Presidio di fronte al Renzetti,
USB e Cooperative manifestano

"I lavoratori delle cooperative hanno contratti che ledono la dignità umana"

“Con il presidio di sabato 29 aprile vogliamo denunciare le condizioni in cui versano i lavoratori delle cooperative che hanno in appalto i servizi fondamentali dell’ospedale di Lanciano”. Così l’Unione Sindacale di Base (USB) di Lanciano spiega i motivi il presidio che si terrà di fronte l’ingresso dell’ospedale Renzetti di Lanciano insieme ai lavoratori delle cooperative che gestiscono i servizi ospedalieri.

“I lavoratori, la maggior parte di loro donne, hanno contratti che ledono la dignità umana. - si legge in una nota dell’USB - Sono impiegati nei servizi di mensa, di pulizia, di assistenza e supporto al paziente, li troviamo nelle corsie dei reparti, di notte e di giorno, nei giorni di festa.

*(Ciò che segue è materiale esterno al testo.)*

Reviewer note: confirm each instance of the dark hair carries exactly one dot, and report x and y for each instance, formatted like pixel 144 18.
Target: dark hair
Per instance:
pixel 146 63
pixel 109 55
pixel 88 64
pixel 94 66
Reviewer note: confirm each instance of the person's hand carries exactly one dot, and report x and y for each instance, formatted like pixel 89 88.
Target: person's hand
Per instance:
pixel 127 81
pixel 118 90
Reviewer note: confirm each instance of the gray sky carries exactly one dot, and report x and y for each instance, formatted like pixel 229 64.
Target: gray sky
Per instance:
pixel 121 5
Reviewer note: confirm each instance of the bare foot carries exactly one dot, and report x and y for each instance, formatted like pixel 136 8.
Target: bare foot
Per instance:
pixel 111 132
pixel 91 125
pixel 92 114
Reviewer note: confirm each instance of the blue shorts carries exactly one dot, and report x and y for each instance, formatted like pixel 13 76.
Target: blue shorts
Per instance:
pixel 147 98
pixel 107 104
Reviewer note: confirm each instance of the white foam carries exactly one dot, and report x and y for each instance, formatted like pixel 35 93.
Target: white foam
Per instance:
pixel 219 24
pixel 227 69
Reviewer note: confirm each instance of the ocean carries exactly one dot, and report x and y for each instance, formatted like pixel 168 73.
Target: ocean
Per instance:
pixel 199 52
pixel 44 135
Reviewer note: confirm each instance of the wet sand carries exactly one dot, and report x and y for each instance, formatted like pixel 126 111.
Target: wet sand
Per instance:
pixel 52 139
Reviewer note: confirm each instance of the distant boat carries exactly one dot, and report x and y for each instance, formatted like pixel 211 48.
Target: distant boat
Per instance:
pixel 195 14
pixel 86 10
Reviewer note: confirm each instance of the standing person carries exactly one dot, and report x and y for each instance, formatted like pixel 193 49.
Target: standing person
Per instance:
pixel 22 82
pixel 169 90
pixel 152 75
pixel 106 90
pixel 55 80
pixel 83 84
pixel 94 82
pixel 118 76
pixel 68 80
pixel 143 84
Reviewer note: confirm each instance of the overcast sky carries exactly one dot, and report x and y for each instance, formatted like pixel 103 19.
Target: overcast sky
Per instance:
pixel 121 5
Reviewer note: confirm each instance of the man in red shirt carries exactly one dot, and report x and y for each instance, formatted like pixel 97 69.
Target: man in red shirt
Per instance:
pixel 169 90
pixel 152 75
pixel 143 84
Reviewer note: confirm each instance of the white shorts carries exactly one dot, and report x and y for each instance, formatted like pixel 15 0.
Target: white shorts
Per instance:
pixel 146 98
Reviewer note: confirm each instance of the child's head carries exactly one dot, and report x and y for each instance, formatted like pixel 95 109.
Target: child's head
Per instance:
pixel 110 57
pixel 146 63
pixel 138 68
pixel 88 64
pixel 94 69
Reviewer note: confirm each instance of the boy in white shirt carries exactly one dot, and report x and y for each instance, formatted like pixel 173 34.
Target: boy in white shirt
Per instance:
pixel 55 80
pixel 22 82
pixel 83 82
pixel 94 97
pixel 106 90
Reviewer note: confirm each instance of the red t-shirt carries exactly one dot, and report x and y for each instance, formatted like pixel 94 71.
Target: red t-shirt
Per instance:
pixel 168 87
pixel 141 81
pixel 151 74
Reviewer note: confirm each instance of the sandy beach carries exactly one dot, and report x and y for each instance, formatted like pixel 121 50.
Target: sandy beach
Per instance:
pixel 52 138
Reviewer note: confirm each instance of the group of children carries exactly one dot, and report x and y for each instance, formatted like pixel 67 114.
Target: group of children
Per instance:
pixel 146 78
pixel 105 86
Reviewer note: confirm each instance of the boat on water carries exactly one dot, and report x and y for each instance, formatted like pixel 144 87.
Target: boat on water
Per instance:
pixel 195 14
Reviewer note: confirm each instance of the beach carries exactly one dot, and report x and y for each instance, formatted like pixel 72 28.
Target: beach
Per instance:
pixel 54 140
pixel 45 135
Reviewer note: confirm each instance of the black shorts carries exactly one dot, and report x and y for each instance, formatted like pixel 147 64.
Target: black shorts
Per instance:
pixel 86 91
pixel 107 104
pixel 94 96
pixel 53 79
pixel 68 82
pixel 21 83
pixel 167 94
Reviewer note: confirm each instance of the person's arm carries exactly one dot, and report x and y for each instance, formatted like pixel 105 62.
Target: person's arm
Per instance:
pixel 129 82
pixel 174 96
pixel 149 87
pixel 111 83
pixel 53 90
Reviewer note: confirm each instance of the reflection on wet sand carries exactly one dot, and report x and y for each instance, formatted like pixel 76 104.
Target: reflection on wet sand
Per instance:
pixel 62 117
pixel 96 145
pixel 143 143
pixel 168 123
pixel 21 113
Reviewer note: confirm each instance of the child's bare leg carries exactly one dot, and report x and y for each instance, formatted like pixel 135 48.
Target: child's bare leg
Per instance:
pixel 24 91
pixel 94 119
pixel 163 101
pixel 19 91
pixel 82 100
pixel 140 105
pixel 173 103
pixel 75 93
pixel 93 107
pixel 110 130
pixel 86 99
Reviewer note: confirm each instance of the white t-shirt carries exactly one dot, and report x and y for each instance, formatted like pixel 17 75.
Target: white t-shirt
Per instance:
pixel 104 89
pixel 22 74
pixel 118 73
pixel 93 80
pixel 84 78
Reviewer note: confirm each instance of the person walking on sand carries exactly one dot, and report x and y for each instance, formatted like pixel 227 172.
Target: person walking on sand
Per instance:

Insomma al pari dei medici e degli infermieri con contratto pubblico e dipendenti Asl, tengono in vita la sanità pubblica e curano i nostri parenti. E’ noto che le cooperative abbassando i costi per aggiudicarsi gli appalti, incidono negativamente sulle condizioni di lavoro dei dipendenti e sulla qualità dei servizi rivolti all’utenza. - prosegue la nota - Contratti da poche ore settimanali che possono raddoppiare o ridursi, ritmi frenetici con continui spostamenti dei dipendenti da un reparto all’altro senza tener conto della professionalità che gli interventi richiederebbero, richiesta di mansioni superiori o inferiori alla qualifica definita dal contratto”.

Cosa chiede quindi il sindacato alla Asl Lanciano-Chieti-Vasto? L’apertura di un tavolo di confronto sulla qualità dei servizi complessivamente erogati negli ospedali e la drastica riduzione delle liste d’attesa per le visite specialistiche.

“All’assessore regionale Silvio Paolucci chiediamo invece: - conclude la nota - l’assorbimento dei lavoratori delle cooperative all’interno della Asl con contratto del pubblico impiego e l’abolizione dei “10 euro Chiodi” - tassa regionale per le visite specialistiche immesse per far fronte al deficit di bilancio regionale”.

L’appuntamento con la protesta è sabato 29 aprile, dalle ore 9, di fronte l’ospedale Renzetti di Lanciano.